Марзя, шагавший рядом, такой неловкий, будто отрешенный от окружающего мира — от тяжело нагруженного обоза, от скрипа снега, фырканья лошади и мерзлого декабрьского леса, странный, мудрый Марзя — начал неторопливо нанизывать слова:
Нет ровных линий на земле: То гладь, то бурелом, То ты скрываешься во мгле, То мгла в тебе самом. То ночь тебе светлее дня, То день темней, чем ночь, То ты горишь сильней огня, То все тебе невмочь… Пусть говорят что говорят, Пусть очень крут подъем, Пусть в тебя молнии летят, — Иди своим путем. И только так и так везде. Чужих следов не жди. Пусть упадешь — к своей звезде Своей тропой иди. И не сворачивай с нее, Хоть гром над головой. И если даже смерть — ее Ты вызывай на бой. Но береги в себе себя И береги ее в себе: Все возродится у тебя, И все опять придет к тебе…Над головой по-прежнему низко висели облака, по сторонам так же однообразно плыли деревья, под копытами лошади и полозьями саней так же хрустел снег, но что-то вдруг изменилось для Крылова: облака будто посветлели, а ветер потеплел.
— Паша, ты студент?
— Бывший. Снег пошел.
Среди леса вырос поселок. Обоз стал. Партизаны потянулись к домам, к теплу.
Крылов пошел вдоль обоза, миновал нежилые строения, повернул к большому дому, над крышей которого курился дымок.
Внутри гудели голоса, раскатисто звучал смех, густым слоем висел махорочный дым. Сесть было негде, Крылов стал у двери, опустив на пол пулеметный приклад.
Здесь находилось человек пятьдесят — среди них командование отряда. Ольга тоже была здесь.
— Я ему втолковываю, — весело рассказывал темноволосый крепкий человек в армейском полушубке, — партизаны мы, хлеб у немцев реквизируем и все остальное. А он: «Начхать мне на немцев, а порядок не нарушай. Хлеб заприходован? Заприходован. Забираешь — давай расписку!» «Зачем тебе расписка, дедок? Немцам, что ли?» «Немцам не немцам, а порядок есть порядок, давай и все!» Так и написал: «Я, Фоменко Николай Григорьевич, старший лейтенант Красной Армии, начальник штаба старший лейтенант Красной Армии, начальник штаба партизанского отряда, забрал награбленный немцами хлеб и прочее». Дедок надел очки, прочитал: «Ну, теперь другое дело».
Партизаны захохотали, заговорили наперебой, а Крылов подумал, что с фамилией Фоменко у него связан памятный эпизод.
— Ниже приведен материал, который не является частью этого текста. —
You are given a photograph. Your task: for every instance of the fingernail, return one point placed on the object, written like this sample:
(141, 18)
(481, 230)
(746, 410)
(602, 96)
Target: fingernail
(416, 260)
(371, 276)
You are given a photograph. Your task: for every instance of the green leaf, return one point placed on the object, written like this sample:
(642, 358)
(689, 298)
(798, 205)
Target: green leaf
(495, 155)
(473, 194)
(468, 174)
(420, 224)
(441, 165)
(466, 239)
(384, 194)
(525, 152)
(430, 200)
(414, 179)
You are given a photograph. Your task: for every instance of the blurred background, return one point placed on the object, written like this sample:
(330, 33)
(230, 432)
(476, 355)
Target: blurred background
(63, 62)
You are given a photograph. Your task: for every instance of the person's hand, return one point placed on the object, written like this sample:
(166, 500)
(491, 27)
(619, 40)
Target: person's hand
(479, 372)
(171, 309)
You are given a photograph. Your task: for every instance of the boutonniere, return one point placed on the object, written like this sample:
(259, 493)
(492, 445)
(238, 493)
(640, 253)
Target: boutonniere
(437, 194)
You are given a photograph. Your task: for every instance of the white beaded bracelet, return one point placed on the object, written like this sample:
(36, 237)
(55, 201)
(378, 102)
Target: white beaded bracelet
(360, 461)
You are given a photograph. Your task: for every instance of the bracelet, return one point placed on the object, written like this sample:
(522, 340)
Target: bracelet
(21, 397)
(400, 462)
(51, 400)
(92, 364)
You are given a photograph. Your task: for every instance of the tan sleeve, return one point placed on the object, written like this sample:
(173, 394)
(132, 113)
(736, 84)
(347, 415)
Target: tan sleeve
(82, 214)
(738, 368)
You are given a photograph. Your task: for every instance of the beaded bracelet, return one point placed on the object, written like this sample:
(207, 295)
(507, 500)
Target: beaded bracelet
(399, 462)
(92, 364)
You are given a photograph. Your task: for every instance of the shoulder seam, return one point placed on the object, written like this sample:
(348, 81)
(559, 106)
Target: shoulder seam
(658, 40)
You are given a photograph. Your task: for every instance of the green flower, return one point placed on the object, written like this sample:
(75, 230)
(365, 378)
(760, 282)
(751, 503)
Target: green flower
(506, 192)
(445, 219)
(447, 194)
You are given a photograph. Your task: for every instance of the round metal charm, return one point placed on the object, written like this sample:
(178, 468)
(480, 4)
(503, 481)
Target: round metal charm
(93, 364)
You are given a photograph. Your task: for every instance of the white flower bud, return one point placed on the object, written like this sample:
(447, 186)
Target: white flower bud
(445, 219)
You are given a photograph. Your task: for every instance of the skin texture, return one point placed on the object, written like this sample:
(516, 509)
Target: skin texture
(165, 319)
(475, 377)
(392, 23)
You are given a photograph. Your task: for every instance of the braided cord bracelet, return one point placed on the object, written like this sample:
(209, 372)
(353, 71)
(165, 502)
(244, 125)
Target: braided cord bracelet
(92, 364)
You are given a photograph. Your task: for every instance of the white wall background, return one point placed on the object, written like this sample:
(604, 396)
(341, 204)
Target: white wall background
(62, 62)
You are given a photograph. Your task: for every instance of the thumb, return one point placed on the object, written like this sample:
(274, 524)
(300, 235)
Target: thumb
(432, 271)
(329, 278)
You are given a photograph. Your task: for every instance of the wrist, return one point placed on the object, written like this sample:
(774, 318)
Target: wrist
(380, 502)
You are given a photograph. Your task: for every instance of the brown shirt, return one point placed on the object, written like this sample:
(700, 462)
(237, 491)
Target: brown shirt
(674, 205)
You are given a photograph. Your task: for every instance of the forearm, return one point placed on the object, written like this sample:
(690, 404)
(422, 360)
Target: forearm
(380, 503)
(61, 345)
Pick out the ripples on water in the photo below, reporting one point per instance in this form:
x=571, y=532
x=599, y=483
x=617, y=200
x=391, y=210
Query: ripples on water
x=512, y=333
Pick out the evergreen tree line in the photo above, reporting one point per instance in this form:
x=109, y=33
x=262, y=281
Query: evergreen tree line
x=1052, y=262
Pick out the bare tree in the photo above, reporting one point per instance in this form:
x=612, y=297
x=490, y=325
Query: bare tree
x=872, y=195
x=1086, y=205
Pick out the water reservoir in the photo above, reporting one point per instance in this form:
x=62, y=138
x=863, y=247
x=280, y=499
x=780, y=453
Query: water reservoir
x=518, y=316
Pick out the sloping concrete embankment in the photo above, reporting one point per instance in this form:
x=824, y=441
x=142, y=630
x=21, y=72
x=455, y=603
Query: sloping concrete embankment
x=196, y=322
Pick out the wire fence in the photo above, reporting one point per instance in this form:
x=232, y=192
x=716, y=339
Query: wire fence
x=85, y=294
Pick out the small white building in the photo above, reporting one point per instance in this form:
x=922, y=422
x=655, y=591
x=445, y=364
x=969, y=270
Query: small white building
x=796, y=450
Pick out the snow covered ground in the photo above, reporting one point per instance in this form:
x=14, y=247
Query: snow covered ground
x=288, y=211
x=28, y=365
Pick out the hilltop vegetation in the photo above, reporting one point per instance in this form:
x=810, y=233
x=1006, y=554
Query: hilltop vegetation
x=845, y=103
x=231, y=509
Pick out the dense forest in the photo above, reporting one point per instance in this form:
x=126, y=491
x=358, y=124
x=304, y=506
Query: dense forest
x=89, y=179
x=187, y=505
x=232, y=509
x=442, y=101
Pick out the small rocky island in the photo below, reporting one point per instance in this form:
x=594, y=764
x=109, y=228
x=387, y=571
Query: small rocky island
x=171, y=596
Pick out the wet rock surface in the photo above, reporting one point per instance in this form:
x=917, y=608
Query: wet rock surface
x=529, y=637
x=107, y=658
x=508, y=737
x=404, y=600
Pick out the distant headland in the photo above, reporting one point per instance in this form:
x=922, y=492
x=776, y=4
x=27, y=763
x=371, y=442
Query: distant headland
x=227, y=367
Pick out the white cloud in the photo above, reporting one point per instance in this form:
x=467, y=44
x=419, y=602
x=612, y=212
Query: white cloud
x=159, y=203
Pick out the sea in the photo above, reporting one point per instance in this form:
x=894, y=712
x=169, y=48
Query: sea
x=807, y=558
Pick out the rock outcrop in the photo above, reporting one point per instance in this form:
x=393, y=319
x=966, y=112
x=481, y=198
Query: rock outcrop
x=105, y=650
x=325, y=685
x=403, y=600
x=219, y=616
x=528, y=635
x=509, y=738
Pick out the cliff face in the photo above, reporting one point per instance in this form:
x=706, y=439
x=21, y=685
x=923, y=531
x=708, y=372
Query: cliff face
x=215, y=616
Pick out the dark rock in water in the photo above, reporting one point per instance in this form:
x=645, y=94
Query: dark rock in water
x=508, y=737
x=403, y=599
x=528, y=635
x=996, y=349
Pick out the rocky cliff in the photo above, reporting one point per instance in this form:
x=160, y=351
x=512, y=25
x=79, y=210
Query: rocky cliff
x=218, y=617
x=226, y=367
Еще случай, когда пути людские неожиданно пересекаются. Человек постоянно и что-то находит, и утрачивает.
— А, это ты? Как тебя? — взгляд Ломтева, полускрытый веками, будто прицеливался к Крылову. Лицо у Ломтева было какое-то стандартное, лишенное индивидуальных черт. Оно не располагало к себе, даже когда улыбалось, потому что и улыбка у Ломтева была стандартной, деланной, не согретой пониманием и добротой.